Samstag, Januar 02, 2010

Sobre Marmieládov

É a personagem dostoievskiana que em minha opinião é a que mais obedece ao conceito de "homem no homem". Apesar da idéia maior, a idéia que gera o princípio de síncrise ao longo da obra Crime e Castigo que parte de Raskólnikov, é em Marmieládov que encontramos uma crise interna e desagregação de consciência grandes. Ele é o pai de Sônia, personagem que se prostitui para sustentar os irmãos pequenos e o alcoolismo do pai, é quem ao longo da obra vai dar redenção à Raskólnikov; bêbado e fracassado em todos os projetos da vida, Marmieládov vive pelos bares contando sua história para desconhecidos com o mais alto tom de sofrimento. Procura na vida não uma salvação, mas um castigo duro para si mesmo pelo seu alcoolismo e covardia diante da vida. Mas mesmo em sua covardia o que consigo ver em Marmieládov é dignidade. A personagem é antes de mais nada a primeira a reconhecer seus erros, sua doença, seus malogros e faz questão de cada minuto de sua vida chafurdar na mais profunda dor e humilhação na esperança que o seu fracasso seja não só redimido mas revertido em um martírio que leve ao perdão de si mesmo.

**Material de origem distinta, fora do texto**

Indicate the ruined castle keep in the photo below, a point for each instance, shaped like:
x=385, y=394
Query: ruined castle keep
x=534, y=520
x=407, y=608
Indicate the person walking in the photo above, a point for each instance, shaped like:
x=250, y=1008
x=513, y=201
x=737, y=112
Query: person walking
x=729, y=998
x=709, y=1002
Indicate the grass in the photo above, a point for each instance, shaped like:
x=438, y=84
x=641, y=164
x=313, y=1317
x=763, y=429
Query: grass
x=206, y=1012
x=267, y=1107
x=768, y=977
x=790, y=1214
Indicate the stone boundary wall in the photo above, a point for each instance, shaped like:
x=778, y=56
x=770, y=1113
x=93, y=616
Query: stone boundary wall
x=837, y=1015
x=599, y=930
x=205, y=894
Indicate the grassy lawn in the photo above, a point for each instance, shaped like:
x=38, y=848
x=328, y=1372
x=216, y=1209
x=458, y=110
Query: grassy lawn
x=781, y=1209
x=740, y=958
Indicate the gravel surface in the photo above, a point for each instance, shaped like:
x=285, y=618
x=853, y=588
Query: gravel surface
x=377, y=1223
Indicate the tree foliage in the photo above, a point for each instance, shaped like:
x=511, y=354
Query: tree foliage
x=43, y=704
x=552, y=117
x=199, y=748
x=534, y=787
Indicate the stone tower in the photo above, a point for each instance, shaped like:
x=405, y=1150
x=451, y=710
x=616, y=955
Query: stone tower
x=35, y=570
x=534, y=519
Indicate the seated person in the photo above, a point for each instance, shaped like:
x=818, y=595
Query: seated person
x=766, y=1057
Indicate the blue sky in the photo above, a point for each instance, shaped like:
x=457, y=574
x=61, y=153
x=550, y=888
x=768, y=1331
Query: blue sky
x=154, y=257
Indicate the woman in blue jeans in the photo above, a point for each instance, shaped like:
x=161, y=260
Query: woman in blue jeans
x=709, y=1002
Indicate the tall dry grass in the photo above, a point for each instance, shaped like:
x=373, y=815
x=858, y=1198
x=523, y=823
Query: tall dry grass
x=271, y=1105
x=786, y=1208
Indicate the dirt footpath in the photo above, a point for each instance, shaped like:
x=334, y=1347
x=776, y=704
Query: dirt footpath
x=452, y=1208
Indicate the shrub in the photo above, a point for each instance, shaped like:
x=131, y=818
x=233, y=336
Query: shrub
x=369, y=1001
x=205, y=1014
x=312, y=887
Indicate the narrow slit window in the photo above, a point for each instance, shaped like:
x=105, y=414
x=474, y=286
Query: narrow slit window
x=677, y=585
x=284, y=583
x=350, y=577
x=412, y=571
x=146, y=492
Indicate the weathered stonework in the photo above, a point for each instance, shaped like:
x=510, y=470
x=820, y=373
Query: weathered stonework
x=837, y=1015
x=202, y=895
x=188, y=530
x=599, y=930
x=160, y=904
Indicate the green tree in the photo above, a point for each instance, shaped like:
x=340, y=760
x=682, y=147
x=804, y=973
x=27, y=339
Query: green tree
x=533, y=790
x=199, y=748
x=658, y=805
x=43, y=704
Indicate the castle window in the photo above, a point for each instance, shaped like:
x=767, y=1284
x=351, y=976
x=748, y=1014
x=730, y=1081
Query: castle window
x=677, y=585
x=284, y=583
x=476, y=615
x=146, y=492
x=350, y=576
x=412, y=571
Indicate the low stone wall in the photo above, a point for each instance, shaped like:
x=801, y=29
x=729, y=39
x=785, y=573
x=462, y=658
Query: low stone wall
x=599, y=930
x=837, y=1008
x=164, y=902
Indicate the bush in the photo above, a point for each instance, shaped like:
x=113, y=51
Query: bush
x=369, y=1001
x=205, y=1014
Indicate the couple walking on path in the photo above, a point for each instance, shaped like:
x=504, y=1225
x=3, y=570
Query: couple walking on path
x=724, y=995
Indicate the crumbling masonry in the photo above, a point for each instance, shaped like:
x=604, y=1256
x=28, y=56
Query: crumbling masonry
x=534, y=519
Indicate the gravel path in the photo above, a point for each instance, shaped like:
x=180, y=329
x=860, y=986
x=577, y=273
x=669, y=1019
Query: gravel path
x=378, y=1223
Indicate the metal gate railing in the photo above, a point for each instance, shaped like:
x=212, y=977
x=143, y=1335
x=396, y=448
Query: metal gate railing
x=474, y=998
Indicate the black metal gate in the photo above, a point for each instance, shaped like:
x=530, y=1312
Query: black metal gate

Ou seja, ele crê que em seu sofrimento vai ser transformado em algo maior, em seu próprio oposto e assim salvar seus erros.
A sua desagregação de consciência não fica muito evidente no livro, a maioria ocupada na "übermenschidade" de Raskólnikov vê em Marmieládov apenas a figura de um bebum ridículo. Mas Fiódor foi tão genial que a figura de Marmieládov fica clara para quem presta atenção nos capítulos do livro. Ele não consegue sair de sua situação porque a quebra de consciência acaba por resultar em quebra de tempo, assim, ele nunca conseguirá consertar sua vida, pois a outra personagem dentro dele ("homem no homem") está lá apontando seu fracasso, sua imundidade, mas o que Marmieládov é (bêbado e perdedor) luta contra essa personagem dentro de si. Assim, ele tem uma vida e tem chances, mas já não sabe como viver essa vida independente da razão que tem dentro de si, que diante da perda de tempo e de sentido vira apenas resignação.Isso fica claro no seguinte trecho: "Entende, será que entende, meu caro senhor, o que significa não ter mais aonde ir?Pois é preciso que qualquer pessoa possa ter pelo menos aonde ir..." (Crime e Castigo, cap. V/S.49-51). Ao longo do tempo ele vai se movendo menos, a vontade de qualquer coisa (até mesmo de salvar seus filhos e sua esposa da miséria) vai se tornando menor até se perder no esquecimento. E assim se vai Marmieládov: seus pedaços de miséria se espalham pela rua de São Petesburgo. Um bêbado cheio de dignidade esmagado por um atropelamento.

Kommentare:

Paulo hat gesagt…

Um dos meus personagens favoritos de Crime e Castigo. O próprio nome já é uma brincadeira interessante. Adoro a parte em que ele fala que a mendicância é um vício. Opinião que compartilho.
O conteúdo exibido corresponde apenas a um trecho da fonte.